My baby is the same age, and does the same thing! He will usually sleep until 3:30 am, and then wake up every 2 hours or so until 9 am to nurse. Sometimes, I can tell he only nursing for comfort, because he will nurse for 15 minutes and then sleep with my nipple in his mouth. When I try and move away, he starts frantically squirming and trying to find me again.

Something I do, which helps, is switch places with my DH at nightime. I will nurse him until he falls asleep, and then my husband will lie beside him. My husband provides comfort, but since he does not smell like mommy or milk, DS doesn't wake himself up trying to nurse. Maybe your partner would be willing to sleep beside him from 3-5 am so you can get enough sleep before you start your day?


----------



## haydn'smommy (Aug 22, 2007)

He actually slept in his own bed last night. I'm quite torn on this. On the one hand, I thoroughly enjoy snuggling him all night and waking to that sweet little face. On the other, the 3:30am wake-up is effecting me mentally at work (I'm a PNP and I can't risk hurting someone else's child) and physically (My immune system has plummeted from the lack of sleep and now I'm having a massive asthma flare-up).
I did notice that when I actually had to sit up and feed him last night, he eats fast and then is back off to sleep without that frantic rooting and vomiting he was doing. IDK, he's in his crib tonight for right now but I may bring him to my bed later tonight. I'm going to find a way to do this so that we both get the closeness that we need and both get the sleep that we need.


----------



## leaves (Oct 16, 2009)

i know i'm probably just repeating something here, but my ds did/does the same thing, and i would also put him in the swing to sleep just so the milk could digest. he slept a lot better that way, and even if he ate a lot, he didn't spit it up.

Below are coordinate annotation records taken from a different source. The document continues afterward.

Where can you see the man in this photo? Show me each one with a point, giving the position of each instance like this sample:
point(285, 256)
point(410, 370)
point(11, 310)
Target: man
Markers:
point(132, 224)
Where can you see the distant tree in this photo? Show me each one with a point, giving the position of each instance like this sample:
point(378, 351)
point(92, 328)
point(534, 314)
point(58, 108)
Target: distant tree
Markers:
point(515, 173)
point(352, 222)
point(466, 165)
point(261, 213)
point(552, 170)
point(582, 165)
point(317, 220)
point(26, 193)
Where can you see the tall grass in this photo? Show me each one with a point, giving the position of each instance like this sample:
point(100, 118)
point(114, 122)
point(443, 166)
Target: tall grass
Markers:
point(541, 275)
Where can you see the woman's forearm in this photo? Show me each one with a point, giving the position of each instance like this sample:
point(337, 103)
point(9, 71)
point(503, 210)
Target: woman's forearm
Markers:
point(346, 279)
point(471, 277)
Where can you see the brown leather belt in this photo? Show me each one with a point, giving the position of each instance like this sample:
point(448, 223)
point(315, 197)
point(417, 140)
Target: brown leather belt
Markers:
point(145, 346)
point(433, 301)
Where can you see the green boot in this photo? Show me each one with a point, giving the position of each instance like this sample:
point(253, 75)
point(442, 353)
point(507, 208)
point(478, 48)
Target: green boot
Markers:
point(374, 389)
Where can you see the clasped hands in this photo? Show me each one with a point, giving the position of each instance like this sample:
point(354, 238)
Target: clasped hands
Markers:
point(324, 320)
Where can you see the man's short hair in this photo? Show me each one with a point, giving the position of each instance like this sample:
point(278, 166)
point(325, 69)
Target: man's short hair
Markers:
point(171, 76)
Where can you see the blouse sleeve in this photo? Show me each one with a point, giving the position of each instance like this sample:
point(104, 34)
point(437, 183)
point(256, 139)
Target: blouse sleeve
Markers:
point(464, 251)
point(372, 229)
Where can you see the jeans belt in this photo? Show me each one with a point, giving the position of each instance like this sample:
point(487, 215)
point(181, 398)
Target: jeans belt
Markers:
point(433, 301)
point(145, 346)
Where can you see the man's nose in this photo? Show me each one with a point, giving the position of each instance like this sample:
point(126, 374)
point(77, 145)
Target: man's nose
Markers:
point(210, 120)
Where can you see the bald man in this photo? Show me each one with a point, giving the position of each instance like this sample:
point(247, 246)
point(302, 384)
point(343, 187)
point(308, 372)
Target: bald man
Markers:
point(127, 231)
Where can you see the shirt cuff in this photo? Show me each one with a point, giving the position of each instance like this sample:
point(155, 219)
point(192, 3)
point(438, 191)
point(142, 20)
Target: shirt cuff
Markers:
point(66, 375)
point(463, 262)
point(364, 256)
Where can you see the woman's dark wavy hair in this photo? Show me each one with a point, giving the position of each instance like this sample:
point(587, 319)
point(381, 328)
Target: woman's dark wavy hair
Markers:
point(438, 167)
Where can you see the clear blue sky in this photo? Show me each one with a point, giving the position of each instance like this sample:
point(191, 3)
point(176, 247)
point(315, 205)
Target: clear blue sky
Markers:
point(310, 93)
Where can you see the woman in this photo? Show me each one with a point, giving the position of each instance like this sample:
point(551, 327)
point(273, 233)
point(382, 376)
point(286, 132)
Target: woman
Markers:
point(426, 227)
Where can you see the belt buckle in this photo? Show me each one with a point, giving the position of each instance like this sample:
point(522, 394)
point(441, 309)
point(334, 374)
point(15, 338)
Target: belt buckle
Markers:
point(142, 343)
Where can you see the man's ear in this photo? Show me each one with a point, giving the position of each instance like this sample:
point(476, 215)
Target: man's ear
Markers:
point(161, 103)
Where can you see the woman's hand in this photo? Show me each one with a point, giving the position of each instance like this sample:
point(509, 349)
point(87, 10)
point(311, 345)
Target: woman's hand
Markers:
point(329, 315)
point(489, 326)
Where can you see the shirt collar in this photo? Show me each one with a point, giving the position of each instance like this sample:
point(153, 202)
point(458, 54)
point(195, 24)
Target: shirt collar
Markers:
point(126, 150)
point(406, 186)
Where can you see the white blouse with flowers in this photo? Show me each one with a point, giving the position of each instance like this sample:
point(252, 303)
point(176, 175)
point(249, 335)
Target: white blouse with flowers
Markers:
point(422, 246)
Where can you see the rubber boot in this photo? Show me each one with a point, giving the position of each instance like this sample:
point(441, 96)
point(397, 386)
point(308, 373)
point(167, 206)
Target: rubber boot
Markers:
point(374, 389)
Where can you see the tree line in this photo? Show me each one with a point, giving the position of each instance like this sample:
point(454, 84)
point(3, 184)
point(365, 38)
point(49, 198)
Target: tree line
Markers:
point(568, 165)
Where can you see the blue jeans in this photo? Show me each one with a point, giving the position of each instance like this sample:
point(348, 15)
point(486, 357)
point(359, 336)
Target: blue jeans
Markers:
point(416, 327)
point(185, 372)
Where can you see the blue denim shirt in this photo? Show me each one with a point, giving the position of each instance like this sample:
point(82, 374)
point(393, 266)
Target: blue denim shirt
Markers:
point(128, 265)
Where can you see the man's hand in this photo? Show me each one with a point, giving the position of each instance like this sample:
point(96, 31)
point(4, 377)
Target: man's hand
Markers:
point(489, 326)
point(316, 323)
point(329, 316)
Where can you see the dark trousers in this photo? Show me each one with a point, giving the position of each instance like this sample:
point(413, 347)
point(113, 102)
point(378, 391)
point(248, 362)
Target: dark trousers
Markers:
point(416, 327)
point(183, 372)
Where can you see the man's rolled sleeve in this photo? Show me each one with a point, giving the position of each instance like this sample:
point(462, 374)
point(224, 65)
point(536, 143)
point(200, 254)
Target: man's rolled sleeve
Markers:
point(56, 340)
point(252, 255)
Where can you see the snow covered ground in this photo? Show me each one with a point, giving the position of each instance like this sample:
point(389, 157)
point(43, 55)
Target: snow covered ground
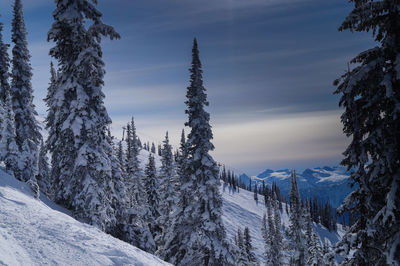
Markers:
point(38, 232)
point(241, 210)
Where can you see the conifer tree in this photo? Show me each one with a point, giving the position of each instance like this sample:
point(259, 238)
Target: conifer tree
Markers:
point(241, 256)
point(370, 95)
point(136, 230)
point(198, 236)
point(295, 232)
point(277, 237)
point(79, 145)
point(28, 136)
point(8, 147)
point(168, 188)
point(116, 190)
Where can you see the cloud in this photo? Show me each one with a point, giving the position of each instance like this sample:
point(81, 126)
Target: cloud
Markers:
point(280, 140)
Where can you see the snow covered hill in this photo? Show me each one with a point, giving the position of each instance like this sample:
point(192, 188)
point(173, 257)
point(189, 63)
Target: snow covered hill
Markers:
point(241, 210)
point(330, 184)
point(38, 232)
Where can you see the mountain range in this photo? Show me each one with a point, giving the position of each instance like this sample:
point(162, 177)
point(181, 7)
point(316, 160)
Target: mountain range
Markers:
point(328, 184)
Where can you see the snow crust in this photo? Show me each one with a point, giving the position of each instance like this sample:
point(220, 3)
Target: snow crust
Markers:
point(39, 232)
point(241, 210)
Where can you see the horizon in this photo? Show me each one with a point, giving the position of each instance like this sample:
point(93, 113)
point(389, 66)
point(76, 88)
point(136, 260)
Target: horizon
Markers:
point(268, 70)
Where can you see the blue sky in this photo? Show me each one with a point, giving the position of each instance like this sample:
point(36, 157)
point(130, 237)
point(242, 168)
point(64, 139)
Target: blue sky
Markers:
point(268, 69)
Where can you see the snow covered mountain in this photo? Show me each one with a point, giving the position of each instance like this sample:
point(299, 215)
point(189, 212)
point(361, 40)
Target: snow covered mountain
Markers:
point(241, 210)
point(330, 184)
point(39, 232)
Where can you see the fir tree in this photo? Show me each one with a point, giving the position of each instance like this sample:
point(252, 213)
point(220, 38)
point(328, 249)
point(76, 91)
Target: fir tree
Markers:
point(137, 231)
point(27, 129)
point(198, 236)
point(168, 188)
point(151, 187)
point(8, 145)
point(8, 148)
point(248, 247)
point(241, 259)
point(370, 95)
point(43, 178)
point(78, 142)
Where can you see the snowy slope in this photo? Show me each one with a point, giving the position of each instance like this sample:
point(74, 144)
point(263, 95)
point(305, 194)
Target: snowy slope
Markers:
point(38, 232)
point(241, 210)
point(330, 184)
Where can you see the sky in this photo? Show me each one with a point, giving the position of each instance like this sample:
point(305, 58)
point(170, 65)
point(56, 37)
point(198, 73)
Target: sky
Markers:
point(268, 69)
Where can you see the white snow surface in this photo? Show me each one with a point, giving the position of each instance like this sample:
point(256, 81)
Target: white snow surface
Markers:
point(241, 210)
point(39, 232)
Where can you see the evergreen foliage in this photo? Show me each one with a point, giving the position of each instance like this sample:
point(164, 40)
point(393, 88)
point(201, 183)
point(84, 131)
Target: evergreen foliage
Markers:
point(197, 235)
point(78, 143)
point(27, 129)
point(370, 95)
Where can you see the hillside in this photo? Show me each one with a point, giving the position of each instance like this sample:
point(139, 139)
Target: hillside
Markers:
point(38, 232)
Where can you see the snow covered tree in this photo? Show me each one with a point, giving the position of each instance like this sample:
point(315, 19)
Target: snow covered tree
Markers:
point(116, 189)
point(295, 232)
point(168, 189)
point(43, 178)
point(136, 230)
point(151, 188)
point(78, 142)
point(248, 247)
point(315, 252)
point(198, 236)
point(4, 67)
point(370, 95)
point(8, 146)
point(276, 247)
point(26, 127)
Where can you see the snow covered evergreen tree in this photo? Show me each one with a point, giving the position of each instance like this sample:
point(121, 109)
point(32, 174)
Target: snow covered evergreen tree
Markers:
point(315, 252)
point(295, 232)
point(241, 259)
point(197, 236)
point(28, 136)
point(43, 178)
point(151, 187)
point(370, 94)
point(8, 146)
point(4, 68)
point(78, 142)
point(136, 229)
point(277, 237)
point(248, 247)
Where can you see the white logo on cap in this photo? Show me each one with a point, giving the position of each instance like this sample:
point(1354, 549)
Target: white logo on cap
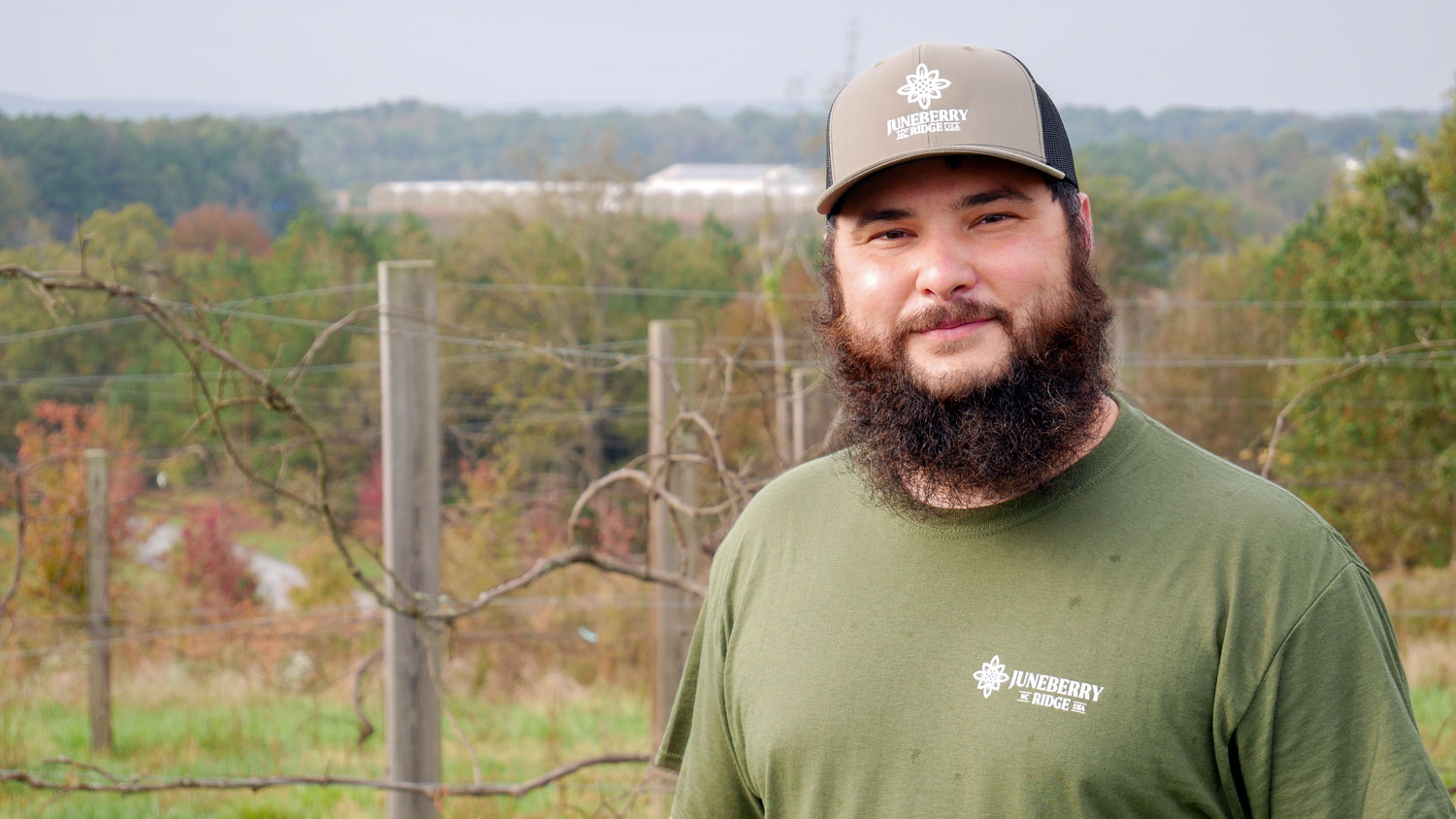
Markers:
point(923, 86)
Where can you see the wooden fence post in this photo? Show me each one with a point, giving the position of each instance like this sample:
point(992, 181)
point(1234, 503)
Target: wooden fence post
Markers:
point(672, 537)
point(812, 410)
point(98, 603)
point(410, 389)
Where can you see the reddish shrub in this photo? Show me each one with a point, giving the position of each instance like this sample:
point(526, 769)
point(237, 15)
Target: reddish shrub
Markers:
point(209, 226)
point(209, 560)
point(52, 443)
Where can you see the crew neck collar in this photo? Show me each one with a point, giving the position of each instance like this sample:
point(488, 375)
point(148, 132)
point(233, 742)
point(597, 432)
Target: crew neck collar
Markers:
point(986, 519)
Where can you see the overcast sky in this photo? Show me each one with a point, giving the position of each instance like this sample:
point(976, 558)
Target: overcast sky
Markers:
point(1316, 55)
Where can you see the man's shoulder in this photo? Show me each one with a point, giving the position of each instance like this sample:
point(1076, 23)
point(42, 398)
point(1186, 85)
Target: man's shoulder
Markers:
point(1174, 473)
point(811, 484)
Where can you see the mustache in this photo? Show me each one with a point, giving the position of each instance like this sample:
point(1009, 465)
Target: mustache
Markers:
point(951, 313)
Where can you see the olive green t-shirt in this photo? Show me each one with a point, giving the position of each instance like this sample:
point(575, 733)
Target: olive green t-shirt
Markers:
point(1155, 633)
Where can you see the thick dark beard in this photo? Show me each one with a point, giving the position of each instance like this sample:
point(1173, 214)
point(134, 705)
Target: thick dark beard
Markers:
point(983, 442)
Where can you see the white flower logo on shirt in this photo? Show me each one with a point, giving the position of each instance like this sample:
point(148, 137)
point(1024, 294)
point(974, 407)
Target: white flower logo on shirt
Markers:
point(992, 673)
point(923, 86)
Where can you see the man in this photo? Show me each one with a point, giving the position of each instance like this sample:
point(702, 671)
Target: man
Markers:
point(1012, 594)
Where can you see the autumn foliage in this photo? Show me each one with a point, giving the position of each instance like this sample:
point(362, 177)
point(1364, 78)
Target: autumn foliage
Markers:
point(207, 227)
point(209, 559)
point(52, 443)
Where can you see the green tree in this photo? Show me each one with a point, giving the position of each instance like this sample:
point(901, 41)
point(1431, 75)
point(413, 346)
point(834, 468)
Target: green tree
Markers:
point(1374, 446)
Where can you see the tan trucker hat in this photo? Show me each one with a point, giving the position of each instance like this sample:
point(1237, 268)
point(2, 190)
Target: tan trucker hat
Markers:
point(935, 99)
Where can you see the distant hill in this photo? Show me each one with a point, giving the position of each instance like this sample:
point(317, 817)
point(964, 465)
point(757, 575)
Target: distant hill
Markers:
point(416, 140)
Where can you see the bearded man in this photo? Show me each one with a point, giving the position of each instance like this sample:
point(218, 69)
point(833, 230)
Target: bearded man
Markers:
point(1012, 594)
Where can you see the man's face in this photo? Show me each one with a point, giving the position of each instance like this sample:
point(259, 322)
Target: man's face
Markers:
point(949, 264)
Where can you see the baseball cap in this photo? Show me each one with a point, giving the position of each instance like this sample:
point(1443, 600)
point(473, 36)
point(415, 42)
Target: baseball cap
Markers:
point(938, 99)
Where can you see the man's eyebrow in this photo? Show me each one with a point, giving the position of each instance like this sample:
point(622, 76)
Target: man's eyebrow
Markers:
point(966, 203)
point(993, 195)
point(882, 214)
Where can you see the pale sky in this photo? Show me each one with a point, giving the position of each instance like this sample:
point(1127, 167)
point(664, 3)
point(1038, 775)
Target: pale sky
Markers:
point(1315, 55)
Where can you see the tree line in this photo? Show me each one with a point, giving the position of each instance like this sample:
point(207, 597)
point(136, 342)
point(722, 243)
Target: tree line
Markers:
point(1235, 300)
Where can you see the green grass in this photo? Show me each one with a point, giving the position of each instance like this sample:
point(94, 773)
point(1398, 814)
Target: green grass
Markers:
point(261, 735)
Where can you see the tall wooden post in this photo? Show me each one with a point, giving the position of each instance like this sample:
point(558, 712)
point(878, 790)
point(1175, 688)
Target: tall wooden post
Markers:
point(410, 387)
point(98, 603)
point(812, 410)
point(672, 536)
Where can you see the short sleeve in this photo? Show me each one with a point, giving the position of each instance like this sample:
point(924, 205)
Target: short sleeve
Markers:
point(1330, 731)
point(698, 742)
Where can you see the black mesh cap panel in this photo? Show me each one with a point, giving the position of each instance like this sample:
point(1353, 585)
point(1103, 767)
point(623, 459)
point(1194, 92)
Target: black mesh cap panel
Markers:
point(1054, 137)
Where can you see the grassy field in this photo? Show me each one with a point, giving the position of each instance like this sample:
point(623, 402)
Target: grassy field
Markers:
point(172, 725)
point(218, 704)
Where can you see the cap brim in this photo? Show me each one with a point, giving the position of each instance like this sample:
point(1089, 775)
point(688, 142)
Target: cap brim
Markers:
point(826, 201)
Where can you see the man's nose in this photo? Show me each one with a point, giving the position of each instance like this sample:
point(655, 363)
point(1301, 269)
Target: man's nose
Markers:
point(945, 270)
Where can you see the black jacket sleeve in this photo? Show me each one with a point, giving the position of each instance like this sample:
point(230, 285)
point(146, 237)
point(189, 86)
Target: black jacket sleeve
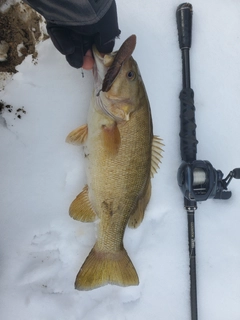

it definitely makes a difference if i try to burp him in between. maybe put him in the swing after you feel he's had enough to fill his tummy but not get over-full? my ds would fuss sometimes if he was still awake but if i put the tv on white noise, he would fall asleep almost immediately.


----------



## thedenverduo (Dec 8, 2008)

Stuff like this can be so frustrating! Especially for the attachment-minded intune parent!

When we struggled with this there were two things that really helped us get over the hump. Firstly, like a pp said, we kind of block fed at night. So when he would wake up at 2 (his issue time- sounds like yours it 330) I would feed him on the same side as the previous feeding. This way, he could still comfort nurse and get some milk, but not get as full as if he got the other breast. I woke up just exploding from the neglected side... but it made for really easy pumping first thing in the morning.

Another thing is that I would "cut him off" when he was done eating. I know this won't work for all families, but it did for us. I could tell when he made the switch from nursing because he was hungry to comfort nursing because he would suck differently, less of a rhythm. So I would unlatch him and cuddle/stroke/pat him back down. We found that if I let him comfort nurse for awhile he wouldn't want to stop, but if I headed him off he would just quietly fall right back to sleep. I am all for comfort nursing all he wants now that it doesn't make him throw up!

Hope you find a solution that works for you!


----------